What the chain does guarantee is accountability. Every assessment is timestamped, public, and immutable. If the methodology is later shown to be flawed or biased, the historical record of what was assessed and when is there for everyone — operators, users, courts — to examine. The regulator cannot retroactively revise its own history. The chain doesn't make the regulator fair, but it makes the regulator answerable.

Data availability and the burden of proof

The standing trie stores hashes on-chain, not the full certificate content. There is no guarantee that the pre-image behind a leaf hash can be reconstructed from the chain alone. This is a deliberate trade-off — storing full certificates on-chain would be prohibitively expensive.

The auditability burden falls on the party that wants to challenge. The chain guarantees the existence and timing of every certificate — the hashes are immutable — but reconstructing the content is the challenger's responsibility.

This works because each party naturally holds the data they need:

  • The operator received every certificate the regulator issued for it. If the operator wants to challenge the regulator's assessment in court, the operator must have kept its certificate history.
  • The user signed over beacons that contained the operator's standing. If the user wants to challenge the operator, the user must have kept the beacons.

In both cases, the chain serves as the arbiter of whether the presented data matches the on-chain hash — not as the archive itself. The hash settles disputes: if the challenger produces a certificate and its hash matches the leaf at that point in time, the content is proven authentic.

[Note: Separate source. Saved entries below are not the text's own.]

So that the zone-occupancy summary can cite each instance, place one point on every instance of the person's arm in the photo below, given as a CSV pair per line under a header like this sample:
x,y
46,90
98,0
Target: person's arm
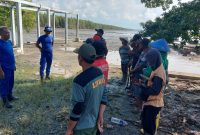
x,y
157,84
70,127
1,73
102,109
38,44
52,41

The only gap is a third party wanting to audit without having participated. This is an edge case that could be addressed by regulatory archiving mandates or content-addressed storage, but the core protocol does not depend on it.

The user's one requirement

The user needs one thing: the regulator's policy identifier and trust anchor. In practice this means the minting policy hash, plus whatever official channel the regulator uses to publish or attest that policy. With it, the user can verify that the beacon was minted under the regulator's declared rules before signing over it — they are not blindly signing whatever the operator hands them.

This is a minimal, reasonable requirement. The policy identifier is public by definition — published on official channels, embedded in the smart contract, and verifiable on-chain. It is the main piece of out-of-band trust the system requires.

The beacon turns the blockchain into a disclosure channel. The regulator can inject information directly into the user's workflow — sanctions, risk scores, compliance history — using the operator as a dumb relay.

And the user cannot claim ignorance. Their signature over the beacon is cryptographic proof of awareness. "I didn't know" is not a defense when the chain shows you signed over the disclosure.

This is informed consent enforced by protocol, not by policy. No cookie banner. No terms-of-service nobody reads. The information is in the data the user signs, and the signature is the acknowledgment.

The complete picture

A three-way binding where each party is held accountable:

  • The regulator encodes rules in a smart contract and publishes the standing data and minting policy that govern beacons. Cannot retroactively rewrite evidence or selectively enforce.
  • The operator relays beacons, collects user attestations, submits batches. Cannot tamper with data, censor beacons, or deviate from the contract.
  • The user signs contributions and beacons, verifies on-chain state. Cannot claim ignorance of disclosed information.

The blockchain is the substrate that makes this possible: a neutral, immutable anchor that no single party controls. It certifies inclusion in chain history and slot ordering, not an exact real-world timestamp for every off-chain event. The regulation defines the protocol. The smart contract enforces it. The user gets both free access and real guarantees.

This is not about decentralization as ideology. It is about using the most cost-effective tool to solve a specific problem: multi-party compliance where no party can be fully trusted — not even the regulator.